UK’s chances of securing Brexit deal highly improved: Reports

Reports in the British media show hardline anti-EU MPs are softening their position on PM May’s Brexit deal. (Photo by AFP)

British lawmakers, who once fiercely rejected Prime Minister Theresa May’s European Union  (EU) withdrawal agreement, have now softened their position to allow her go through the parliament with the deal just before Britain is officially expected to leave the bloc, several reports suggest.

The Sunday Times said a powerful parliamentary group of Conservative lawmakers, comprised of some 60 anti-EU MPs, had lowered their expectations from May’s Brexit deal by saying that they would support the deal in a vote in parliament on March 12 if a future mechanism for administration of the Irish border becomes temporary in nature so that UK’s Attorney General Jeffery Cox could confirm its legal value.

The European Research Group (ERG) had earlier demanded a total removal of the so-called Irish backstop clause from the Brexit deal signed with the EU in November. Its head Jacob Rees-Mogg said last week, however, that a clear legal opinion by Cox guarantying that the backstop will be temporary would be enough.

MP Graham Brady, who heads the ruling party’s supervisory committee of lawmakers not represented in the government, also wrote an article in the Mail on Sunday, saying May’s chances of securing her Brexit deal in the parliament had increased significantly.

“The Attorney General needs to give a legally binding guarantee that the backstop is temporary. Once we have that, my colleagues in Parliament need to recognize the strength of feeling,” said Brady.

The compromise on the backstop could also guarantee the support of lawmakers from the Democratic Unionist Party of Northern Ireland, whose support is needed for May to pass legislation in the House of Commons, said a report by the Metro newspaper.
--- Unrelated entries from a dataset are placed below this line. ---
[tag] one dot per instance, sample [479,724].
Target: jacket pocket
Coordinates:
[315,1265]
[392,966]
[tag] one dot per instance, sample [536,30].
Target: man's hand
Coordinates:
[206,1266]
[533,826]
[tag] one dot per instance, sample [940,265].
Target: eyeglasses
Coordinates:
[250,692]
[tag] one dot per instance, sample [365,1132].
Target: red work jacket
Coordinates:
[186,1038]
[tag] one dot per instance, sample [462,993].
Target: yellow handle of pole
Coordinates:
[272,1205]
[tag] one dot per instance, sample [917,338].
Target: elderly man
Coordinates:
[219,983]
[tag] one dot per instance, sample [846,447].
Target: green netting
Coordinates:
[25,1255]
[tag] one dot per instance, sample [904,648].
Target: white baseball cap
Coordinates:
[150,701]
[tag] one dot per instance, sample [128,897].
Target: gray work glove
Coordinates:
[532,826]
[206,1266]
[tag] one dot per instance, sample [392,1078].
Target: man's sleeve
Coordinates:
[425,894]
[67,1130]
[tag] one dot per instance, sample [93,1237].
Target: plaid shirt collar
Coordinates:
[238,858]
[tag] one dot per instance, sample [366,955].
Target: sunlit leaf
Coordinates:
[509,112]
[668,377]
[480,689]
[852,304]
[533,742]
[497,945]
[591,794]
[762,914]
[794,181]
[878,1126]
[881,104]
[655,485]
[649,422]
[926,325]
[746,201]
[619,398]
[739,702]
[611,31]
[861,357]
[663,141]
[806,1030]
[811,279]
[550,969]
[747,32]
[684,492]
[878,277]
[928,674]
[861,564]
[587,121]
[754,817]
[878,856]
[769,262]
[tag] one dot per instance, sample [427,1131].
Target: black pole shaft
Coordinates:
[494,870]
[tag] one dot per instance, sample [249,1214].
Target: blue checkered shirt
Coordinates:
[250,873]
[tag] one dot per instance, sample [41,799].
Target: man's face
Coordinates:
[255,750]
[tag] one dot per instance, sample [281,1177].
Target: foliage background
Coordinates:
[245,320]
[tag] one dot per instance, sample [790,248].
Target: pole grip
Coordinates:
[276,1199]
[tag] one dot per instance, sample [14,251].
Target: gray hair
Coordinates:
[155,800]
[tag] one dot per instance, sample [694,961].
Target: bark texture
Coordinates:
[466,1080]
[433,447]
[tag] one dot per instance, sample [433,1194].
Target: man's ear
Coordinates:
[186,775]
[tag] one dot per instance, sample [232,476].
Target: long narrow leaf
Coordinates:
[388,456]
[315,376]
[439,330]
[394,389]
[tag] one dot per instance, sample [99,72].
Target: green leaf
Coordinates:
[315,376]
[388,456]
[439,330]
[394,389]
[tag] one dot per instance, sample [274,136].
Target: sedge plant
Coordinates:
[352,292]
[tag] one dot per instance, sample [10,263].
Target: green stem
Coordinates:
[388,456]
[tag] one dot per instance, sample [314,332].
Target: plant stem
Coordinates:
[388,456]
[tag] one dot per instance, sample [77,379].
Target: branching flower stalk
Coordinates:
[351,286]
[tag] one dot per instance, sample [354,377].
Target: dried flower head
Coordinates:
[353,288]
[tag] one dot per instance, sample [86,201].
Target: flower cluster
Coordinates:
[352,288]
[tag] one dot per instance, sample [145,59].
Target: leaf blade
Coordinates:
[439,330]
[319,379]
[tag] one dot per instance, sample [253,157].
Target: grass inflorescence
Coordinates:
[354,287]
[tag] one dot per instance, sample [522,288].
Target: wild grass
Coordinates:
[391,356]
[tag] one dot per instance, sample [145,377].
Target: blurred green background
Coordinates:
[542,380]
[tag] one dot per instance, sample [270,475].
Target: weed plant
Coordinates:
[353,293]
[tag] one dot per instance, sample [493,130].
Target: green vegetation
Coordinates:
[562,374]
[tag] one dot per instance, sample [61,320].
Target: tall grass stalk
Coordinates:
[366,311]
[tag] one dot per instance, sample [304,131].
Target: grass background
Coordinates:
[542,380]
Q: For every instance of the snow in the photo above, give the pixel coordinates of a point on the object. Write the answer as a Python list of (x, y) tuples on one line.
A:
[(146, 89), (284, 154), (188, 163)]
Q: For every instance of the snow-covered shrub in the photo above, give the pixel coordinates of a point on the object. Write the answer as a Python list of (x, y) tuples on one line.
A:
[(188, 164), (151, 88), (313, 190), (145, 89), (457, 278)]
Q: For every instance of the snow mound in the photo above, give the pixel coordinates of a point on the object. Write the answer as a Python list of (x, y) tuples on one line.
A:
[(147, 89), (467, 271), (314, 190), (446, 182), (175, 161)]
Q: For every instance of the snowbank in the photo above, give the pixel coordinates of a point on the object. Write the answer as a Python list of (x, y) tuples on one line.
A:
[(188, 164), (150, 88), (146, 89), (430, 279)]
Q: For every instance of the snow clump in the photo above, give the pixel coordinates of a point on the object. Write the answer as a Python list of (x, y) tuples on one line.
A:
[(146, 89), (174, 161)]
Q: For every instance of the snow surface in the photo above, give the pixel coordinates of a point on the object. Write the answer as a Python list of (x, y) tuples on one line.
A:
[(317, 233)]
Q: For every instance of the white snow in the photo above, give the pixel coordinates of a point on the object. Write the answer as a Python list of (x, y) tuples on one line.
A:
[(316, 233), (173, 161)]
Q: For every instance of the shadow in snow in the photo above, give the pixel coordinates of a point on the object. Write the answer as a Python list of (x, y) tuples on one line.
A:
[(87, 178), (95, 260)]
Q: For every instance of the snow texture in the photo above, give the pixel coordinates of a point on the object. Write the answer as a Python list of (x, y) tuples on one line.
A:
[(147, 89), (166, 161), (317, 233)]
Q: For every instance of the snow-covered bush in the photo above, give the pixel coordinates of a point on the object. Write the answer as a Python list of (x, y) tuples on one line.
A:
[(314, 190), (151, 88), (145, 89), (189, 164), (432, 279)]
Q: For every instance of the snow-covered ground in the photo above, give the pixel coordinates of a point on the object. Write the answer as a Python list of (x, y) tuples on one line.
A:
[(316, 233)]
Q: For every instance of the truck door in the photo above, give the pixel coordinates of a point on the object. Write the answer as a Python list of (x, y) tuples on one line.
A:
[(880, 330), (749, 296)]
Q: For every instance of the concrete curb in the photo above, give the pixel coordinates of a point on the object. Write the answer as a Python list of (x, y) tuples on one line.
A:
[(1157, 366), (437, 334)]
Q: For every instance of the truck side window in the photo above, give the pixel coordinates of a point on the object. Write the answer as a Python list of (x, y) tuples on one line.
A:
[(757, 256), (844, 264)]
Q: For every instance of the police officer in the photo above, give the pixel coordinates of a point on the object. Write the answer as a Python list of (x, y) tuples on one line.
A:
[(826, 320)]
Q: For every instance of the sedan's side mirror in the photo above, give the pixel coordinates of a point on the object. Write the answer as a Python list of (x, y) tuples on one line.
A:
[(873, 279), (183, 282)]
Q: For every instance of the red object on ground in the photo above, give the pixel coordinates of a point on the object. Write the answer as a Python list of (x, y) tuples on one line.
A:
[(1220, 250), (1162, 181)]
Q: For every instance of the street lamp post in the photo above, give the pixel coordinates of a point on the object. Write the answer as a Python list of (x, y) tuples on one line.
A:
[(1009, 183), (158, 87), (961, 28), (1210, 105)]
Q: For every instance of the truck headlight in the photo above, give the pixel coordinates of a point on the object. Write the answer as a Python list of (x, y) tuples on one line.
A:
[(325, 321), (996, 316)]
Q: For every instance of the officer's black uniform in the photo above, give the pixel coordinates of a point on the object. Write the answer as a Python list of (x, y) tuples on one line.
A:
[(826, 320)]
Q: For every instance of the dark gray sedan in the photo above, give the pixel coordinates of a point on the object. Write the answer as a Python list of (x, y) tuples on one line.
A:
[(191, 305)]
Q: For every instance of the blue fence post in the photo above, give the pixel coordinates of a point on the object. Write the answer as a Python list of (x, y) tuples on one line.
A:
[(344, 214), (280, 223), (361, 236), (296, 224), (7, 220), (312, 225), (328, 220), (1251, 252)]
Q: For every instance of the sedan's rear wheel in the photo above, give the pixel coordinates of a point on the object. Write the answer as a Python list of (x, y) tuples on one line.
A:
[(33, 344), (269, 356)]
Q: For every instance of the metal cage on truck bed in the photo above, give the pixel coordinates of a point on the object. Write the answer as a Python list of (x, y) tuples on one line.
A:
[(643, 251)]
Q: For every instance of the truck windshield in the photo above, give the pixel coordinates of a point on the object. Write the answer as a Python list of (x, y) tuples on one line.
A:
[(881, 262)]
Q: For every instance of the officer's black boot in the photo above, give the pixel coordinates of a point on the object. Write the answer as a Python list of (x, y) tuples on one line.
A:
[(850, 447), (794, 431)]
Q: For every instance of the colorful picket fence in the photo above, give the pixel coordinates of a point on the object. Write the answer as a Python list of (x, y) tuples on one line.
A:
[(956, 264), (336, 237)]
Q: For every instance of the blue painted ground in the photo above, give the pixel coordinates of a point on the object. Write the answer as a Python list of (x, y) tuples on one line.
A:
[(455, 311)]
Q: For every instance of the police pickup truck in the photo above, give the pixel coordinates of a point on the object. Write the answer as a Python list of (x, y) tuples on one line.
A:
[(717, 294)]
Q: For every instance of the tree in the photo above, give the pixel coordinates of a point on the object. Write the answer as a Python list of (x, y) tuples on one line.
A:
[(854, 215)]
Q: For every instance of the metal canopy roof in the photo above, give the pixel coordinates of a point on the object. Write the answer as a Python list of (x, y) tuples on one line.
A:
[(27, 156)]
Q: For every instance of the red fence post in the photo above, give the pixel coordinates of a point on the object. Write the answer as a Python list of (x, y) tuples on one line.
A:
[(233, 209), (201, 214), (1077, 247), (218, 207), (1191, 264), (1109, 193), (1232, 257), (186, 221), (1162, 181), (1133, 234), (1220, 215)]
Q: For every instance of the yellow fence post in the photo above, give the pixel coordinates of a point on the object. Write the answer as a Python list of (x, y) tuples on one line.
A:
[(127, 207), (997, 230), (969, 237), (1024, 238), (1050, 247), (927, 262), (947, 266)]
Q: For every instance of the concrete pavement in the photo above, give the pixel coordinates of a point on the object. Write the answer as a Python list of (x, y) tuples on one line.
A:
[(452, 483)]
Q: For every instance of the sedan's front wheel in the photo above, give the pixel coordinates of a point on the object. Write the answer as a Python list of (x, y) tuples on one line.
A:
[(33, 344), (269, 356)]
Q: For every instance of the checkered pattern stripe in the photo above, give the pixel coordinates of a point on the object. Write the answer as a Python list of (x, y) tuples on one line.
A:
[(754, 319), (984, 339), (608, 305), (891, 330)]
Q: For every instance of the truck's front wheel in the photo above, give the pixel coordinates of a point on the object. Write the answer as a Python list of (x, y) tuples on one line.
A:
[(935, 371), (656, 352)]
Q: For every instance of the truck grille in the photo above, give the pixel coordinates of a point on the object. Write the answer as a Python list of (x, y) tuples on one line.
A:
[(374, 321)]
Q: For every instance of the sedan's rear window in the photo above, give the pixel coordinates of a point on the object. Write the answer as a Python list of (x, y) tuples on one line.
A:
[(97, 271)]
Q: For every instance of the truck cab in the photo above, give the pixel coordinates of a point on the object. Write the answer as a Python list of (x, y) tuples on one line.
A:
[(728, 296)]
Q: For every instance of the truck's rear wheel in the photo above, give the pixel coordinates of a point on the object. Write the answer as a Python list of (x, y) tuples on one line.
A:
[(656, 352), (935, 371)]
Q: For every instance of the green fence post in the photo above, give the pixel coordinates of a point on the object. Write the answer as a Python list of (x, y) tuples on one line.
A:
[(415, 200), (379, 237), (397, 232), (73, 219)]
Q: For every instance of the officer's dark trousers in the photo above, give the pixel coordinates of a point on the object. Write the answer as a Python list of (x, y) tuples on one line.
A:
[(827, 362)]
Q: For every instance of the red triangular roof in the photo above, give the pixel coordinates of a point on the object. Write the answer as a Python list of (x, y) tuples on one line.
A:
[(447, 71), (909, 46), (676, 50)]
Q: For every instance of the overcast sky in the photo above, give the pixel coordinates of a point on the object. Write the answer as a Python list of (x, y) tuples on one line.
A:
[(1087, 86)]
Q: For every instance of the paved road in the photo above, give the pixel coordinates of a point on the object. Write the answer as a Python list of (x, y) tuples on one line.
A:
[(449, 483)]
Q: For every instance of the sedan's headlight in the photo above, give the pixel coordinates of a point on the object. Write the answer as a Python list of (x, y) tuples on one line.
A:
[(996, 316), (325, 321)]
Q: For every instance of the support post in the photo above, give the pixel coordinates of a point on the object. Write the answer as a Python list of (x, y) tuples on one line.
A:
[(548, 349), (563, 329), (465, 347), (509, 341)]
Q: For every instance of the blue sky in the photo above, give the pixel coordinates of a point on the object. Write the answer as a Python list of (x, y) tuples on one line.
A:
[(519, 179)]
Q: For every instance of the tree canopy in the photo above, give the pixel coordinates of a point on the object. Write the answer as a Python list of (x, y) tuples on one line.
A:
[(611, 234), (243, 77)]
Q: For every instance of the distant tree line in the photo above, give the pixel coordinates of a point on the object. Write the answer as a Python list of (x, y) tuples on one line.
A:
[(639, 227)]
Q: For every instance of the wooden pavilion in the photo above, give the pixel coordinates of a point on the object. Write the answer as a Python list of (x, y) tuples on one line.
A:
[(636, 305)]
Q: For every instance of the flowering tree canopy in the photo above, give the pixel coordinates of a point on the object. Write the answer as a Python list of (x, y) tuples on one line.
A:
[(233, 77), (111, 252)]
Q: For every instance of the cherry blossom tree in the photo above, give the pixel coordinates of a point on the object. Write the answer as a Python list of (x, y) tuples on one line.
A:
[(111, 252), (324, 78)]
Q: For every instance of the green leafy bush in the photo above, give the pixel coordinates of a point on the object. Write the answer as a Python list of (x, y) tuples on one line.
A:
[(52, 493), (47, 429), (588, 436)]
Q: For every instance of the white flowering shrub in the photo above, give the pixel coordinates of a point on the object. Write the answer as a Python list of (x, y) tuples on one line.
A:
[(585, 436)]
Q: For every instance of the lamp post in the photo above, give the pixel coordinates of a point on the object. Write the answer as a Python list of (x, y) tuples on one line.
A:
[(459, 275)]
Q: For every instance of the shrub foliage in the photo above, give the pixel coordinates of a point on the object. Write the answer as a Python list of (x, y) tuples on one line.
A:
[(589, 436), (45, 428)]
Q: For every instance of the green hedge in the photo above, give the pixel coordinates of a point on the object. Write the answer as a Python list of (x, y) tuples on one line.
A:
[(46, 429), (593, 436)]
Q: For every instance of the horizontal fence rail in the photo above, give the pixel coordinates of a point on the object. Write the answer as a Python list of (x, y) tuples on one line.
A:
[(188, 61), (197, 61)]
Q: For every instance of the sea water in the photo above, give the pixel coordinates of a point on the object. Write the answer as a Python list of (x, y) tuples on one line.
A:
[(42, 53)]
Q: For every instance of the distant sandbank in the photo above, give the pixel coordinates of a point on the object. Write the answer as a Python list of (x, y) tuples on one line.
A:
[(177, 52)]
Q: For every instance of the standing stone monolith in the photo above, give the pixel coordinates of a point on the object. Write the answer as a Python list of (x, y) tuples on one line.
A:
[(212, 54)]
May told the Commons earlier this week that lawmakers will be allowed to vote on March 13 and 14 on possibilities of a no-deal Brexit or an extension to the March-29 deadline of leaving the EU, respectively, if her deal is rejected in the parliament.

The statement sparked fears among pro-Brexit lawmakers, most of them in May’s Tory party, that Brexit could face an existential threat if they again reject prime minister’s deal after they dismissed it in an initial vote on January 15.

'Long delay impossible'

A senior government minister also said on Sunday that claims by anti-Brexit lawmakers that the EU will offer Britain a long delay to Brexit because of upcoming European elections were not true because the EU did not want Britain to contest the election.

Liam Fox, who serves as international trade secretary under May’s cabinet, rejected claims that a long delay to Brexit would enable Britain to even reverse Brexit altogether.

Britain's trade secretary Liam Fox (AFP photo)

He told the BBC that attempts to thwart the votes of the British people in June 2016, who voted for their country to leave the EU, would be politically unacceptable.

“To attempt to have a delay mechanism in order to thwart the process of Brexit itself is actually politically completely unacceptable,” Fox said, adding that the best option for lawmakers in the Commons was to accept May’s deal.

Fox, a key ally of May, welcomed the general softening of position by ERG and DUP lawmakers on the backstop arrangements, saying it would help May’s deal go through the parliament.

“I hope it's a genuine attempt - and I think it is - to try to map out common territory,” he said.